Reports continue to filter in about DVDs that refuse to play on standard players from Toshiba, LG, Pioneer, Sony, and others. The culprit is titles that utilize Sony's
ARccOS copy protection scheme, such as Disney's "Pirates of the Caribbean: Dead Man's Chest," The Weinstein Company's "Lucky Number Slevin," and Sony's "Casino Royale," "The Holiday," and "Stranger Than Fiction." ARccOS artificially scrambles sectors on the disc in an attempt to keep users from ripping the disc to a drive. Many older (or less sophisticated) players simply skip these corrupted areas as unreadable and continue on. Computers -- and unfortunately, some newer players -- try to perform error correction on these areas and fail playback. When contacted, Sony seems to deny the problem, much like Microsoft and the
360 disc scratching, and simply passes the buck onto the player manufacturers to upgrade their firmware.
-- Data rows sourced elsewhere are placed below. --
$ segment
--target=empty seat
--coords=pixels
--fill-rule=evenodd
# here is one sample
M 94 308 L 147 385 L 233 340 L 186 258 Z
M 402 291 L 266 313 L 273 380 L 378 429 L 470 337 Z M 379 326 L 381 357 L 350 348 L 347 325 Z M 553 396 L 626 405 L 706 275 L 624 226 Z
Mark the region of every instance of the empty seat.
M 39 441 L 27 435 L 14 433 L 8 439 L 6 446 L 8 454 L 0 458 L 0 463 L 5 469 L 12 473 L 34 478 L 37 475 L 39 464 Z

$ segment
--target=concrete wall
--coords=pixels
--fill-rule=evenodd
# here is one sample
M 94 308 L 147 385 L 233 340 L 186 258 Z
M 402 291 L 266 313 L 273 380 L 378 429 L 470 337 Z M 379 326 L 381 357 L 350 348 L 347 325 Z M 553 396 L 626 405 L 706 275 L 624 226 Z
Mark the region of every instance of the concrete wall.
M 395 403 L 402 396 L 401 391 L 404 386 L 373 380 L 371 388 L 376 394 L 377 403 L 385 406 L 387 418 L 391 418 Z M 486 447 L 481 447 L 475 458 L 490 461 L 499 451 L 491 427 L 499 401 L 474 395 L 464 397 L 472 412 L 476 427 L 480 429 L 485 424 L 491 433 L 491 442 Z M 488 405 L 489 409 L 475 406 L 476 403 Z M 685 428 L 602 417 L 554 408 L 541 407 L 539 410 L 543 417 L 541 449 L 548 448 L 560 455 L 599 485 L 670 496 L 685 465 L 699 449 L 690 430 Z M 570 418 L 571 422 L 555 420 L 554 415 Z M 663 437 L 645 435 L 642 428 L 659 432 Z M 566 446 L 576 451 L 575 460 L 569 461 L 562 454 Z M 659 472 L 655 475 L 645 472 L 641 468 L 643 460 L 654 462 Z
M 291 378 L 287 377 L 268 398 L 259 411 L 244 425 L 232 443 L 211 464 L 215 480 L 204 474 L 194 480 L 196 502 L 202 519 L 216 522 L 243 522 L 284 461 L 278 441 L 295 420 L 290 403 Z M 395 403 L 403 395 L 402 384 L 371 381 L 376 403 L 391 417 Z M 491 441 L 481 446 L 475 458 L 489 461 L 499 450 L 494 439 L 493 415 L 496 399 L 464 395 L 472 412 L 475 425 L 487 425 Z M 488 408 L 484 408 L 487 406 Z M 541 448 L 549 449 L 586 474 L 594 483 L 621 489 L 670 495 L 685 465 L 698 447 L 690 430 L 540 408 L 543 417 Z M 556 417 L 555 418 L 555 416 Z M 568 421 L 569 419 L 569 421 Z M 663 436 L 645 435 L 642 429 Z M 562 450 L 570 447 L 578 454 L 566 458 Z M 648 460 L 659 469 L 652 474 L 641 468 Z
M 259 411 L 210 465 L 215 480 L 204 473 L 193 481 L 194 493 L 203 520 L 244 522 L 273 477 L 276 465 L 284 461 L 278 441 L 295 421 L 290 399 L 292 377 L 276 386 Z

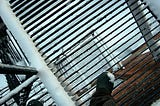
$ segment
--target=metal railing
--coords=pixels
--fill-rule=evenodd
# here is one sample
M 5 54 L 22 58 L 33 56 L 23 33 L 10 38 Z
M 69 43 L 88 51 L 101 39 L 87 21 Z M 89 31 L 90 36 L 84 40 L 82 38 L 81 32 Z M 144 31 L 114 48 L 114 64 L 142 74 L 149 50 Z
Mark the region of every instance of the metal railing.
M 112 71 L 116 80 L 122 79 L 113 92 L 119 105 L 138 105 L 143 97 L 141 105 L 148 105 L 159 98 L 156 70 L 160 25 L 140 0 L 10 0 L 9 3 L 38 52 L 77 105 L 88 105 L 96 78 L 104 71 Z M 155 79 L 151 79 L 153 76 Z M 147 81 L 151 86 L 147 86 Z M 138 84 L 130 87 L 135 82 Z M 138 95 L 142 92 L 146 95 Z

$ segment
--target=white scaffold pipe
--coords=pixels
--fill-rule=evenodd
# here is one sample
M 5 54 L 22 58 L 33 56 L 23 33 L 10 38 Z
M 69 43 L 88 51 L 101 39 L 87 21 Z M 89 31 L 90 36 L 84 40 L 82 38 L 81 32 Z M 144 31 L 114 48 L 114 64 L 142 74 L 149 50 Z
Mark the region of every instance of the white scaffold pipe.
M 2 97 L 0 99 L 0 105 L 5 103 L 7 100 L 11 99 L 12 96 L 14 96 L 15 94 L 19 93 L 23 88 L 27 87 L 29 84 L 34 82 L 36 79 L 37 79 L 37 76 L 34 75 L 31 78 L 27 79 L 25 82 L 23 82 L 21 85 L 19 85 L 15 89 L 13 89 L 11 92 L 9 92 L 7 95 L 5 95 L 4 97 Z
M 0 0 L 0 15 L 30 61 L 31 67 L 37 69 L 38 77 L 41 79 L 50 95 L 54 98 L 57 105 L 75 106 L 71 97 L 65 92 L 60 82 L 44 62 L 44 59 L 39 54 L 31 38 L 9 7 L 7 0 Z

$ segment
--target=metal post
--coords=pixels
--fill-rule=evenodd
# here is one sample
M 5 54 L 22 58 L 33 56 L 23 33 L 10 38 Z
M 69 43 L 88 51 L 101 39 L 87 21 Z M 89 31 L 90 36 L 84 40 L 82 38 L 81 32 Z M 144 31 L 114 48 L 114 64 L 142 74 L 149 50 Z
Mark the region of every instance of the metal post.
M 4 97 L 2 97 L 0 99 L 0 105 L 2 105 L 4 102 L 6 102 L 10 98 L 12 98 L 12 96 L 14 96 L 15 94 L 19 93 L 23 88 L 27 87 L 29 84 L 31 84 L 32 82 L 34 82 L 36 79 L 37 79 L 36 75 L 30 77 L 25 82 L 23 82 L 21 85 L 19 85 L 18 87 L 16 87 L 14 90 L 12 90 L 7 95 L 5 95 Z
M 131 10 L 131 12 L 132 12 L 132 14 L 134 16 L 135 21 L 137 22 L 137 25 L 139 26 L 141 23 L 146 21 L 146 17 L 143 17 L 144 14 L 143 14 L 142 8 L 138 6 L 138 1 L 134 5 L 130 6 L 133 2 L 135 2 L 135 0 L 129 0 L 129 1 L 127 1 L 127 4 L 128 4 L 129 9 Z M 138 7 L 138 8 L 136 10 L 132 11 L 135 7 Z M 139 15 L 135 15 L 138 12 L 140 12 Z M 143 18 L 141 20 L 137 20 L 137 19 L 139 19 L 139 17 L 143 17 Z M 150 49 L 155 61 L 158 61 L 159 58 L 160 58 L 160 56 L 159 56 L 159 53 L 160 53 L 159 47 L 160 47 L 160 45 L 158 44 L 158 42 L 156 42 L 153 39 L 153 34 L 150 31 L 149 24 L 148 23 L 144 23 L 143 25 L 139 26 L 139 29 L 142 32 L 143 38 L 145 39 L 145 41 L 147 41 L 146 44 L 147 44 L 148 48 Z M 150 32 L 150 33 L 148 33 L 148 32 Z M 146 33 L 148 33 L 148 34 L 146 34 Z
M 9 64 L 0 64 L 0 74 L 26 74 L 26 75 L 35 75 L 37 70 L 31 67 L 9 65 Z
M 44 59 L 39 54 L 35 44 L 32 42 L 29 35 L 23 29 L 23 26 L 20 24 L 20 21 L 9 7 L 10 6 L 6 0 L 0 0 L 1 18 L 22 48 L 30 62 L 30 66 L 37 69 L 38 77 L 41 79 L 50 95 L 55 99 L 57 105 L 75 106 L 75 103 L 65 92 L 58 79 L 44 62 Z

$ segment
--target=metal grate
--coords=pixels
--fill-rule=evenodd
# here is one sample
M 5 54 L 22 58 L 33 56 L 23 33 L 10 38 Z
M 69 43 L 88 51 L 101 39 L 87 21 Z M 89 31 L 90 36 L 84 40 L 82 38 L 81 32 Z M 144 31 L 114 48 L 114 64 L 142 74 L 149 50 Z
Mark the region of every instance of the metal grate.
M 104 71 L 117 77 L 113 96 L 119 105 L 149 105 L 159 98 L 160 26 L 140 0 L 9 2 L 78 105 L 88 104 Z

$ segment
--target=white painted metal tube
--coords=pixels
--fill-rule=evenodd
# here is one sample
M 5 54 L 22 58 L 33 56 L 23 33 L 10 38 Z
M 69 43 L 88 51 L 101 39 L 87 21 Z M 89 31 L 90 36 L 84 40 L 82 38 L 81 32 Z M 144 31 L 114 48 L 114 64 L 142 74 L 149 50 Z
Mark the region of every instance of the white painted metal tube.
M 9 100 L 15 94 L 19 93 L 23 88 L 27 87 L 35 79 L 37 79 L 36 75 L 32 76 L 31 78 L 23 82 L 21 85 L 13 89 L 11 92 L 9 92 L 7 95 L 5 95 L 3 98 L 0 99 L 0 105 L 2 105 L 5 101 Z
M 38 70 L 38 77 L 58 106 L 75 106 L 71 97 L 68 96 L 60 82 L 48 68 L 29 35 L 27 35 L 23 26 L 15 17 L 7 0 L 0 0 L 0 15 L 30 61 L 31 67 L 35 67 Z

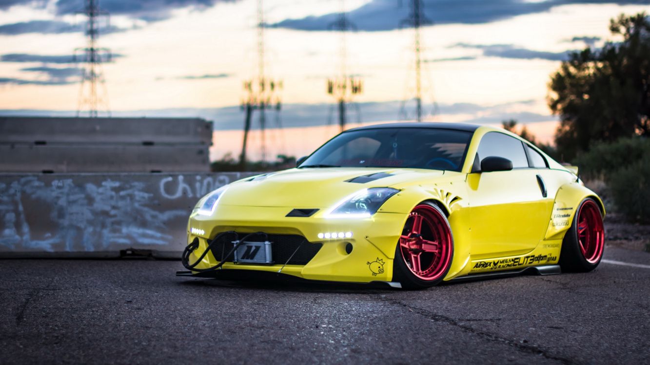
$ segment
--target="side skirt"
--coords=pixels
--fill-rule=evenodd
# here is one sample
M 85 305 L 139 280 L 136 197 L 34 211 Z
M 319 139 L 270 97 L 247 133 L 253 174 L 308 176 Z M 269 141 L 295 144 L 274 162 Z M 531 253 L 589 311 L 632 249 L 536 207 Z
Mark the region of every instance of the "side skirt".
M 516 276 L 523 274 L 530 274 L 537 275 L 557 275 L 562 273 L 560 265 L 544 265 L 541 266 L 527 267 L 519 270 L 509 270 L 507 271 L 498 271 L 496 272 L 482 272 L 480 274 L 471 274 L 465 276 L 454 277 L 449 282 L 458 281 L 471 281 L 474 280 L 483 280 L 485 279 L 496 279 L 498 277 L 509 277 Z

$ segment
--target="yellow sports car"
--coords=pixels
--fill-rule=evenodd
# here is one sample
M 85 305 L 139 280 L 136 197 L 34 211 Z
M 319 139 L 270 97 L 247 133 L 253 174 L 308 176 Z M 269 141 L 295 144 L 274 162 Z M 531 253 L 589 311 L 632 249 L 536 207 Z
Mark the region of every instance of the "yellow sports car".
M 298 167 L 202 198 L 178 275 L 253 272 L 421 288 L 587 272 L 605 210 L 577 168 L 506 130 L 400 123 L 346 130 Z

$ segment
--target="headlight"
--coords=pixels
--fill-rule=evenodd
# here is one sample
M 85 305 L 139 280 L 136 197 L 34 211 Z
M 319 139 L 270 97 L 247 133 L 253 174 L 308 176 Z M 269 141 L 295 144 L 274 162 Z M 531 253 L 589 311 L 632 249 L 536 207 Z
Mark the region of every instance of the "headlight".
M 224 185 L 206 195 L 199 202 L 199 210 L 196 212 L 197 214 L 212 215 L 214 213 L 219 199 L 221 198 L 221 196 L 224 194 L 224 192 L 228 188 L 228 185 Z
M 364 189 L 339 202 L 325 215 L 332 218 L 366 218 L 377 213 L 380 207 L 398 191 L 390 187 Z

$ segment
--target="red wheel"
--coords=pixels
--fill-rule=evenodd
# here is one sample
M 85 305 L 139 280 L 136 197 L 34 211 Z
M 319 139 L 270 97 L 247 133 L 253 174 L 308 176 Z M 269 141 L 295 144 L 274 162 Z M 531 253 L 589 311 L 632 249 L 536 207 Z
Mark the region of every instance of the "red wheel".
M 603 215 L 591 198 L 582 201 L 573 218 L 573 224 L 562 241 L 560 265 L 563 270 L 591 271 L 603 258 L 605 233 Z
M 403 287 L 426 288 L 449 271 L 454 252 L 451 229 L 437 206 L 422 204 L 409 215 L 395 252 L 396 274 Z
M 593 200 L 587 200 L 578 212 L 578 244 L 588 263 L 600 261 L 604 242 L 601 209 Z

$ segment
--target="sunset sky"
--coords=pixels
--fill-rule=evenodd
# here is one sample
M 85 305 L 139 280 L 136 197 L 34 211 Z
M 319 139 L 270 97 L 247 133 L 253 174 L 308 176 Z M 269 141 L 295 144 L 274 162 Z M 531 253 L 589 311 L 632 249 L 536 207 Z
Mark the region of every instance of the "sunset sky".
M 328 31 L 341 0 L 265 0 L 268 75 L 282 79 L 283 128 L 268 156 L 302 156 L 337 132 L 328 77 L 340 73 L 341 36 Z M 363 78 L 348 119 L 396 121 L 412 97 L 413 30 L 400 27 L 409 0 L 346 0 L 348 70 Z M 550 75 L 566 53 L 611 38 L 609 19 L 650 12 L 650 1 L 424 0 L 426 120 L 499 124 L 515 119 L 549 141 Z M 111 13 L 100 47 L 114 116 L 201 117 L 214 122 L 213 158 L 239 154 L 242 82 L 257 72 L 257 0 L 100 0 Z M 0 0 L 0 114 L 74 115 L 75 48 L 85 45 L 82 0 Z M 407 104 L 412 116 L 413 103 Z M 278 125 L 274 113 L 267 118 Z M 256 127 L 257 128 L 257 127 Z M 259 157 L 260 137 L 250 154 Z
Meanwhile, many users have simply downloaded programs to bypass the protection and make copies without the "defect." So, is this a rootkit-like
class action lawsuit in the making? Is it just overblown hype over a few players that don't follow standards? Another example of copy protection that bites legitimate users and ignores the real problem? And do average consumers even care?
Way to go Sony. This reads almost exactly like the Rootkit situation.
How can they constantly change stuff around and expect firmware updates to solve it all. Here is a hint Sony, stick with the SPEC!
Since this is not a standard DVD format or mechanism, they should not be allowed to call the discs DVD. Sony was warned about this type of thing a few years ago when they tried to pull the same with audio CD's.
I don't know why they even bother with DRM. AACS on high def media has been hacked to death already. Millions in R&D down the tubes. Show's over for DRM. Anyone who copies DVD movies knows that AnyDVD, DVDFabDecrypter, etc. can bypass whatever they come up with.
It's silly for them to continue to fight it.
Do average consumers care? Yes! I returned 3 copies of "Stranger than Fiction" to Netflix because I thought there was an error with the disc when it crashed my TiVo DVD and plays scrambled if at all on 3 out of 3 computers. I had to watch it in the car. When then average consumer can't pop in a disc and have it play with one button as average consumers expect to do, somebody made a bad decision.
DRM is entirely counter-productive now. How is this not obvious to them?
Scenario: I'm a "legitimate" consumer, paying for my content. I buy a DRM "infected" disk that doesn't play on my system. I return it, costing the retail outlet profits. The replacement disk also gets returned--more lost profits. Disk number three confirms to me that it's not a manufacturing defect, and I hop online to find out what's up. One of the first three search hits sends me to a software solution that allows me to duplicate the disk, removing the DRM defects. Sony has now directly turned a paying customer into a pirate, forcing me to learn how to illegally copy disks in order to perform the previously legal function of simply playing the disk. Do they think I'm going to pay for the next disk now that they've taught me how to get it for free? Even if I'm willing and inclined to pay, I'm less likely to now simply out of spite! So they have provided both the means and an additional reason to pirate.
What can they possibly be thinking?
simply retarded. i'd like to know how many people as a percentage of DVP player owners have EVER upgraded their firmware. A tenth of one percent?
As always, DRM harms only the consumer and doesnt do squat to true pirates.